HANNIBAL
di Ridley Scott
con Anthony Hopkins, Julianne Moore, Ray Liotta,
Gary Oldman e Giancarlo Giannini
recensione di
Andrea DE CANDIDO
Niente a che vedere con IL SILENZIO DEGLI INNOCENTI, perché HANNIBAL
non è uno di quei - peraltro rari - sequel all'altezza dell'episodio pilota,
se non perfino migliori (pensiamo a ALIENS, IL PADRINO PARTE II, L'ESORCISTA
2: L'ERETICO e pochi altri). Ma chiudiamo qui una questione che non ci
sembra poi così centrale.
Ridley Scott non è più quel regista visionario e "mitico", dei suoi esordi:
quello di I DUELLANTI, BLADE RUNNER o ALIEN, per intenderci. Ma non lo
è da un po', perché anche buoni film come THELMA & LOUISE o BLACK RAIN
non sono rimasti nella memoria, se non per valenze prevalentemente extrafilmiche.

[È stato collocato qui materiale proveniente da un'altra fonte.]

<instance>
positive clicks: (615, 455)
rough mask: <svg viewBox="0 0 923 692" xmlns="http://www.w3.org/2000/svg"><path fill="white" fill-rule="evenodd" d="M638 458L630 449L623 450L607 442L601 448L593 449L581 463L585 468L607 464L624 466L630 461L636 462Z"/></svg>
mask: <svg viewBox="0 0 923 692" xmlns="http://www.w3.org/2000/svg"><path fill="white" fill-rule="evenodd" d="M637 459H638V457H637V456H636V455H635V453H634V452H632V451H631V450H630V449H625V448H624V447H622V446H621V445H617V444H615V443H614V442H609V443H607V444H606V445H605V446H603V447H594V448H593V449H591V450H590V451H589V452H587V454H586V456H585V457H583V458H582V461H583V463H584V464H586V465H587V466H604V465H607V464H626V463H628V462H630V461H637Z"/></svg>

O lui ha perso quell'ispirazione, il che è tutt'altro che improbabile;
oppure, eventualità ancora più verosimile, ha deciso di adattarsi ai nuovi
standard hollywoodiani di "intrattenimento misto qualche contenuto", stando
così al passo coi tempi senza perdere l'occasione di lavorare e magari
ottenere un buon successo (vedi l'ultimo IL GLADIATORE, per giunta premiato
a Golden Globe e, pare, in corsa per un buon numero di Oscar). In quest'ottica
vanno letti - al di là di ovvie ragioni di carattere economico - anche
l'idea di De Laurentiis di affidargli la regia del seguito del film di
Demme ed il suo consenso. Perché, comunque sia, Scott è un solido professionista
cui, in linea di massima, affidarsi per ottenere un buon prodotto "medio",
in grado di piacere ad una larga fascia di pubblico, quella che magari
cerca il divertimento piuttosto che i picchi di stile. Ecco perché dicevamo
che il confronto con il primo (in realtà è il secondo, dato che Hannibal
the cannibal appariva già nello splendido MANHUNTER - FRAMMENTI DI UN
OMICIDIO di Michael Mann) film della serie, oltre a non potersi nemmeno
porre, non ha molto senso, perché praticamente escluso - una volta escluso
il ritorno di Demme - già in fase produttiva dalle scelte di cui sopra.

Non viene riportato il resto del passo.